Message #5 received at submit <at> debbugs.gnu.org (full text, mbox):

From: Paul Eggert <eggert <at> cs.ucla.edu>
To: bug-grep <at> gnu.org
Cc: Paul Eggert <eggert <at> cs.ucla.edu>
Subject: [PATCH] grep: -x now supersedes -w more consistently
Date: Fri, 15 Jan 2016 23:06:22 -0800
* NEWS, doc/grep.texi (Matching Control): Mention this.
* src/dfasearch.c (EGexecute):
* src/pcresearch.c (Pcompile):
Don't get confused by -w if -x is also present.
* src/pcresearch.c (Pcompile): Remove misleading comment about
non-UTF-8 multibyte locales, as PCRE doesn't support them.
Calculate buffer sizes more carefully; the old method
allocated a buffer slightly too big, seemingly due to luck.
* tests/backref-word, tests/pcre: Add tests for this bug.
---
 NEWS               |  5 ++++-
 doc/grep.texi      |  1 +
 src/dfasearch.c    |  6 +++---
 src/pcresearch.c   | 24 +++++++++++++-----------
 tests/backref-word |  4 ++++
 tests/pcre         |  5 ++++-
 6 files changed, 29 insertions(+), 16 deletions(-)

diff --git a/NEWS b/NEWS
index a0f6bbb..9de7fcb 100644
--- a/NEWS
+++ b/NEWS
@@ -32,9 +32,12 @@ GNU grep NEWS                                    -*- outline -*-
   This partly reverts the --exclude-related change in 2.22.

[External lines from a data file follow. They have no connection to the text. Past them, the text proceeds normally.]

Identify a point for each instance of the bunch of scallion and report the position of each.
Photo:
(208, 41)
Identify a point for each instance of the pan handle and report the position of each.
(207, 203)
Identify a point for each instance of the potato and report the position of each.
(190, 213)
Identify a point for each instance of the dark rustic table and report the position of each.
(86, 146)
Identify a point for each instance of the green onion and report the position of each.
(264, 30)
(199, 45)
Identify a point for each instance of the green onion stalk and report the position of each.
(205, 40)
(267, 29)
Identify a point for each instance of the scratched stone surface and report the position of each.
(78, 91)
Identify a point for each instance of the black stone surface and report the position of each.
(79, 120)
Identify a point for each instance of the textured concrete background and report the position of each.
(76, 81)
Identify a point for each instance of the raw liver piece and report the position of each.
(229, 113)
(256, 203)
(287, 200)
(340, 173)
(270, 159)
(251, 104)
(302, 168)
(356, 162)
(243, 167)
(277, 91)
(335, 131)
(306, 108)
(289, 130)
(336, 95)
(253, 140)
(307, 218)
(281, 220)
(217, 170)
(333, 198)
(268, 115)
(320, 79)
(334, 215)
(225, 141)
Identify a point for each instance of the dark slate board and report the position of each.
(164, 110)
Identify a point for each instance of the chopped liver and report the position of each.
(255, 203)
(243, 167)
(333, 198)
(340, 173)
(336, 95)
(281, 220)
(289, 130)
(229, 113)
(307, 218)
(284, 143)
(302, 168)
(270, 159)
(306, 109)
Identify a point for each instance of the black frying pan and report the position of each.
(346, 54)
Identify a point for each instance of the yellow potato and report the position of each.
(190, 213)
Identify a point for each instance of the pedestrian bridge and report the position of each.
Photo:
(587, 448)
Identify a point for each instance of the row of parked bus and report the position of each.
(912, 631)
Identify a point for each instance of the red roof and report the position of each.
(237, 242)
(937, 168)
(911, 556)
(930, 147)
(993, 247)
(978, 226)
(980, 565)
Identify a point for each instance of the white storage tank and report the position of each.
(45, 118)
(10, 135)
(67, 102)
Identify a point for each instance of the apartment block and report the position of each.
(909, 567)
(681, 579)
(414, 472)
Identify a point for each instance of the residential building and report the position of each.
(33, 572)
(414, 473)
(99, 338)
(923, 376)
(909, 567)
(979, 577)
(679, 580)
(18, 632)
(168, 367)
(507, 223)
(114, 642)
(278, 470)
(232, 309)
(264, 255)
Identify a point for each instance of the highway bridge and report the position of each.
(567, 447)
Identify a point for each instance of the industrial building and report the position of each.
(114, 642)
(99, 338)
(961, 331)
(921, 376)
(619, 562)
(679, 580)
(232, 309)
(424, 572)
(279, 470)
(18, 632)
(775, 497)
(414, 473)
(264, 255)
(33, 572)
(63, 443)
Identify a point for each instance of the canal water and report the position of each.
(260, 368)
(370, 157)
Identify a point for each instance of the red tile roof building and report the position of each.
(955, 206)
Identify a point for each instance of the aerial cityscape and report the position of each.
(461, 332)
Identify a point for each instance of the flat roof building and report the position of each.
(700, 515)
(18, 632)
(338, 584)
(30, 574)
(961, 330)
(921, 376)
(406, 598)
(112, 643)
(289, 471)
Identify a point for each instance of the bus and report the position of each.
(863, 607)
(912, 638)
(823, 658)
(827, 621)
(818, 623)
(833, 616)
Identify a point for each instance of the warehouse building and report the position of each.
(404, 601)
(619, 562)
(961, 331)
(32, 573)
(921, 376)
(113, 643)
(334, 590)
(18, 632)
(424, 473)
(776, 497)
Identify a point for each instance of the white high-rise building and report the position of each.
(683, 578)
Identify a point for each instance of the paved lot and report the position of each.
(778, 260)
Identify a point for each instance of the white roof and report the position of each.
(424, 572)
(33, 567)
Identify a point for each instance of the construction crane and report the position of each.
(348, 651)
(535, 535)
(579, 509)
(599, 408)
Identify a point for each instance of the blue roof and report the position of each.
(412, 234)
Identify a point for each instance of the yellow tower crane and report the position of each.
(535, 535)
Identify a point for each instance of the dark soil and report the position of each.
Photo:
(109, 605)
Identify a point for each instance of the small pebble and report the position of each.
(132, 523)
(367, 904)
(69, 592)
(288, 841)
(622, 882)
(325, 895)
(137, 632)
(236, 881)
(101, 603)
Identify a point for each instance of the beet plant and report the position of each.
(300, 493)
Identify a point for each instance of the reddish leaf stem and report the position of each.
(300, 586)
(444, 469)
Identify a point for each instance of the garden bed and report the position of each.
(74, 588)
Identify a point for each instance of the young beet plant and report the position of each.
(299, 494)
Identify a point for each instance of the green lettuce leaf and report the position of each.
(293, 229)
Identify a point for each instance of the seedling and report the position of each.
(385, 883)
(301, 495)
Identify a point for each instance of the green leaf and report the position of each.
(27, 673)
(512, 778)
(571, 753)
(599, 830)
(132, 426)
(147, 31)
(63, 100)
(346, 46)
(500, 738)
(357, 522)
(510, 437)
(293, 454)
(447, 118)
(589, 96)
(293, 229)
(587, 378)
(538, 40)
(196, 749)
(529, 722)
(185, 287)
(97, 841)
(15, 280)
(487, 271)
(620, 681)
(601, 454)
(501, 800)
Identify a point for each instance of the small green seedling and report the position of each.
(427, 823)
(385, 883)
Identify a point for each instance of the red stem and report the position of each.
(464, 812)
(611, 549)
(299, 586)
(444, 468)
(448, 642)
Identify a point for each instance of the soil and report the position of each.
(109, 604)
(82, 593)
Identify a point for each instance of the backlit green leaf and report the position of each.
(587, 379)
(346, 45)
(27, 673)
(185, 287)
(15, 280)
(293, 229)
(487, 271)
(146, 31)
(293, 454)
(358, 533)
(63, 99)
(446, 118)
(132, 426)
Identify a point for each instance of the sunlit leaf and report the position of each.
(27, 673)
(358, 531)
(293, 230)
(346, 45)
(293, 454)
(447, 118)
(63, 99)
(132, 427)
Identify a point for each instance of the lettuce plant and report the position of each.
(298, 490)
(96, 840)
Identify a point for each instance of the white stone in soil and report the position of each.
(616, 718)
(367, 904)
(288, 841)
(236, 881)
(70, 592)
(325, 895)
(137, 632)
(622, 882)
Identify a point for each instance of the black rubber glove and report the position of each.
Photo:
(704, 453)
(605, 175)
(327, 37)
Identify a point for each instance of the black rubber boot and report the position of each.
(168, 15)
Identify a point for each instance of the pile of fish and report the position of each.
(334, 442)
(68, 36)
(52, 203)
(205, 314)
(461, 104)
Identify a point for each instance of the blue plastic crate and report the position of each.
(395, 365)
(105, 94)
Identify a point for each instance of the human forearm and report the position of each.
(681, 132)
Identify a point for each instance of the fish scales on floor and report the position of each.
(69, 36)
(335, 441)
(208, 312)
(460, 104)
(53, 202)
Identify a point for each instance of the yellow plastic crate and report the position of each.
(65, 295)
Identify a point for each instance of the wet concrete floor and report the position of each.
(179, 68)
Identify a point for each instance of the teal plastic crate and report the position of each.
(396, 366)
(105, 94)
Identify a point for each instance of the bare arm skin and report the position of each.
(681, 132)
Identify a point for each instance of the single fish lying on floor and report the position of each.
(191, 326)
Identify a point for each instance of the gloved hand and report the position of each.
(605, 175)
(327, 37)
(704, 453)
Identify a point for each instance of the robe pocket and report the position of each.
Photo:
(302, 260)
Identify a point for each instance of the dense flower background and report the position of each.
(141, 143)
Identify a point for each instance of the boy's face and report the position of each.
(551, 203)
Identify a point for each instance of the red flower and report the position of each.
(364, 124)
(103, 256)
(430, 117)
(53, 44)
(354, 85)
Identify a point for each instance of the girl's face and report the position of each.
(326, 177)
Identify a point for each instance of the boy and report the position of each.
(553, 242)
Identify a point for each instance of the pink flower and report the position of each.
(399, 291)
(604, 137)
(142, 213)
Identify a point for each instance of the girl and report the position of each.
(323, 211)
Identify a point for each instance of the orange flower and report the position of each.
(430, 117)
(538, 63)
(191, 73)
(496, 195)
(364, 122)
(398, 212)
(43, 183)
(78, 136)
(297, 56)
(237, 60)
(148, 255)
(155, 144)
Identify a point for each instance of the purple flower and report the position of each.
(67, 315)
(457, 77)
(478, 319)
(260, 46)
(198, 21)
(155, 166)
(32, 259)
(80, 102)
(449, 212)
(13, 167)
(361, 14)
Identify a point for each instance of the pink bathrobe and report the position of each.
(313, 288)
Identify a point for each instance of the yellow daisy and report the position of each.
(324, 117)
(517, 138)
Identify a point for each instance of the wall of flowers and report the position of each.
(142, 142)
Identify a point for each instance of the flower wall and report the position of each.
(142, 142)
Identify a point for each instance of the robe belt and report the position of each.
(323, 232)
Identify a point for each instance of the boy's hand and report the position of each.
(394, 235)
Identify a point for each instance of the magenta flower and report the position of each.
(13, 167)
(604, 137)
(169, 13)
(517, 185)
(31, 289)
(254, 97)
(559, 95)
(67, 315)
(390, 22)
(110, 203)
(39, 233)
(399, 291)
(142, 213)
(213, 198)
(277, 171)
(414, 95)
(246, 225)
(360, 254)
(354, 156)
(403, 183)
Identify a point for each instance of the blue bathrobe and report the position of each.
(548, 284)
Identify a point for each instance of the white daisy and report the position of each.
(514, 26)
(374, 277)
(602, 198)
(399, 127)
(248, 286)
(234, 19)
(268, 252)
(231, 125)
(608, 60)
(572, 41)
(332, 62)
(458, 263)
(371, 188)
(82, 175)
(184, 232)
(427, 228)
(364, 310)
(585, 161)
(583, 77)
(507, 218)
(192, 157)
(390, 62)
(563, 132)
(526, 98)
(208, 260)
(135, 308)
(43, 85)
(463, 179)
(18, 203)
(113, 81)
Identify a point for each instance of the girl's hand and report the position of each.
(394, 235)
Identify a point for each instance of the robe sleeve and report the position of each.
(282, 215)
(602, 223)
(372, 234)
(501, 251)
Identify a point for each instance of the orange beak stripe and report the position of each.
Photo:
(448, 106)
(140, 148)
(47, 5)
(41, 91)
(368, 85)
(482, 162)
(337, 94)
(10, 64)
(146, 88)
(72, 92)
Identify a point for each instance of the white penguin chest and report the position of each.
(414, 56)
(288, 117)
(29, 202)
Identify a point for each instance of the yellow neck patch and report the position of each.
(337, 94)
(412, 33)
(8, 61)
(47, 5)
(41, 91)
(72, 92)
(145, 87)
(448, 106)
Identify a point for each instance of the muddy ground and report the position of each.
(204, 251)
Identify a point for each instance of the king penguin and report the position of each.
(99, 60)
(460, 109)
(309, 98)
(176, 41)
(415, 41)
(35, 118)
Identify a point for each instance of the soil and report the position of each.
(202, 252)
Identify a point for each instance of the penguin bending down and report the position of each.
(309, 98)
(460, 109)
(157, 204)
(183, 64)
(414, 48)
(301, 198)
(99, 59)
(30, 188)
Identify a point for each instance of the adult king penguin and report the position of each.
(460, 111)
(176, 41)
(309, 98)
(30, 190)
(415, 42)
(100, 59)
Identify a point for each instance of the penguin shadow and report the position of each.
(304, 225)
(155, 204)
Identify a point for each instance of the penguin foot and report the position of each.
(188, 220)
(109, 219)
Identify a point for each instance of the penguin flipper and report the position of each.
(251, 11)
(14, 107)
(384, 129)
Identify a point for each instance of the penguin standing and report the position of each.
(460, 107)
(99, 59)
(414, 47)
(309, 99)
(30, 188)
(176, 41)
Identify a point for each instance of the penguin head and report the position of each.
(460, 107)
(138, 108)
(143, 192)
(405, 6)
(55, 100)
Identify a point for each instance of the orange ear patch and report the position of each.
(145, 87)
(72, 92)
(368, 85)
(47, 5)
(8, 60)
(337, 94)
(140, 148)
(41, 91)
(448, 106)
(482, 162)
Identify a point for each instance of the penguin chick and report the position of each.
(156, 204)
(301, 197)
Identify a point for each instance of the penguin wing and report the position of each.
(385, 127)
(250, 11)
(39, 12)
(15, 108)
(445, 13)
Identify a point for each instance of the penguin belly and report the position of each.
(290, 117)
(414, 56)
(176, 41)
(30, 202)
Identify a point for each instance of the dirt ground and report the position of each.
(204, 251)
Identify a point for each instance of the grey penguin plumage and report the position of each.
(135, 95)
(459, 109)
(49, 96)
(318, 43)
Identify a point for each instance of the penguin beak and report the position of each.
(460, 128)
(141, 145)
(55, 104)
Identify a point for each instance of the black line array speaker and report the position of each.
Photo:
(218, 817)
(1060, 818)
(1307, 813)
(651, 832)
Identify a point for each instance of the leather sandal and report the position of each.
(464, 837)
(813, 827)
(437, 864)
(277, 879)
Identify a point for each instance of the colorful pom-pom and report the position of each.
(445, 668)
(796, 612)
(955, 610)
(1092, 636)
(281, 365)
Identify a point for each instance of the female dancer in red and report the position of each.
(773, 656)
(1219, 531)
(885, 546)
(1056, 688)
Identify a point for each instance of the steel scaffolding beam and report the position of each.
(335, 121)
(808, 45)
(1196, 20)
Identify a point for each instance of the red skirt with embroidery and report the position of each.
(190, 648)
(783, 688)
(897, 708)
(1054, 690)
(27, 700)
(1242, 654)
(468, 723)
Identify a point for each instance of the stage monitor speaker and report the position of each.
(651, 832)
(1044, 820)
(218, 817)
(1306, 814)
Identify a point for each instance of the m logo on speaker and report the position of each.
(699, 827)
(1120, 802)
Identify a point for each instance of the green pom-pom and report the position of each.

   [bug introduced in grep-2.22]
 
-  --line-buffer is no longer ineffective when combined with -l
+  --line-buffer is no longer ineffective when combined with -l.
   [bug introduced in grep-2.5]
 
+  -xw is now equivalent to -x more consistently, with -P and with backrefs.
+  [bug only partially fixed in grep-2.19]
+
 
 * Noteworthy changes in release 2.22 (2015-11-01) [stable]
 
diff --git a/doc/grep.texi b/doc/grep.texi
index 76769b9..8883b27 100644
--- a/doc/grep.texi
+++ b/doc/grep.texi
@@ -233,6 +233,7 @@ Similarly,
 it must be either at the end of the line
 or followed by a non-word constituent character.
 Word-constituent characters are letters, digits, and the underscore.
+This option has no effect if @option{-x} is also specified.
 
 @item -x
 @itemx --line-regexp
diff --git a/src/dfasearch.c b/src/dfasearch.c
index a330eac..e04a2df 100644
--- a/src/dfasearch.c
+++ b/src/dfasearch.c
@@ -363,14 +363,14 @@ EGexecute (char *buf, size_t size, size_t *match_size,
                   len = end - ptr;
                   goto assess_pattern_match;
                 }
-              /* If -w, check if the match aligns with word boundaries.
-                 We do this iteratively because:
+              /* If -w and not -x, check whether the match aligns with
+                 word boundaries.  Do this iteratively because:
                  (a) the line may contain more than one occurrence of the
                  pattern, and
                  (b) Several alternatives in the pattern might be valid at a
                  given point, and we may need to consider a shorter one to
                  find a word boundary.  */
-              if (match_words)
+              if (!match_lines && match_words)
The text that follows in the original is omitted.